Sergei Bakeshin has commented to RBC on the insolvency of the management company of the Spar and Narodnaya 7ya Semya chains 

Sergei Bakeshin - Counsel

The total value of claims against the liquidated Intertorg Trading House, which managed the Spar and Narodnaya 7ya Semya chains in St. Petersburg and the Leningrad Region, has reached almost 15 billion roubles. The largest lender to the retailer, Sberbank, filed several claims for a total amount of 8.1 billion roubles, as well as claims for interim measures.

Head of Dispute Resolution and Insolvency Practice at Maxima Legal, Sergei Bakeshin, explained to RBC that Sberbank’s actions are aimed at creating the possibility of at least partially satisfying its claims.

“It is difficult to imagine how Intertorg Trading House, which has no significant real estate and has practically no working business, will be able to pay 8 billion roubles”, commented Sergei. He noted that the bank considers debt restructuring possible, as long as it has not filed for the insolvency of Intertorg Trading House and has not published reports of such an intention.

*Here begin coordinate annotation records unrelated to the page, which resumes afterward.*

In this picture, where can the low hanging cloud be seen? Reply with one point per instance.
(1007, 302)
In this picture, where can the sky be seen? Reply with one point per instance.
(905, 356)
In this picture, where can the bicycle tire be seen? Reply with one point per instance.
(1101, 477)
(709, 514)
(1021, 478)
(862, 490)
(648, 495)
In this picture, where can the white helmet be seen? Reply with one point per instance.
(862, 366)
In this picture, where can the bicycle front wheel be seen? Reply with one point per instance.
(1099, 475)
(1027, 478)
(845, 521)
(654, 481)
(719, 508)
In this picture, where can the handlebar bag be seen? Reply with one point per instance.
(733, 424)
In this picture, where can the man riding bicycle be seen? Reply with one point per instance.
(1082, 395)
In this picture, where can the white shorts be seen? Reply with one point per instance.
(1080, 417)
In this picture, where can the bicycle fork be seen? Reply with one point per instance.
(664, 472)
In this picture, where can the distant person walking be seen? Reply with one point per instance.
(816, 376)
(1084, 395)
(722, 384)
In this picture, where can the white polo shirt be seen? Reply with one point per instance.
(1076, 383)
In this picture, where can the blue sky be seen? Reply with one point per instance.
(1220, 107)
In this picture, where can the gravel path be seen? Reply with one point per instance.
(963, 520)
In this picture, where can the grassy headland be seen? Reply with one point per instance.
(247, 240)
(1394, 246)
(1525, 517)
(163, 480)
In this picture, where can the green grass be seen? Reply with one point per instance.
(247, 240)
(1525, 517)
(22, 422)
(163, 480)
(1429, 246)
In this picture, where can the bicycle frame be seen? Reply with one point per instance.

Earlier, RBC Petersburg reported that at the end of December 2019, the Intertorg Trading House initiated its own insolvency in order to protect it from creditors. But on 15 January the Federal Tax Service refused to include on the Unified State Register of Legal Entities a record that the insolvency procedure had begun on its website. “A mistake might have been made in the submitted documents, or the registering body decided that the debtor cannot use the voluntary liquidation mechanism because an insolvency petition has been filed”, suggested Sergei, adding that the tax decision reduces the likelihood of applying a simplified insolvency procedure for the debtor, but this cannot be excluded.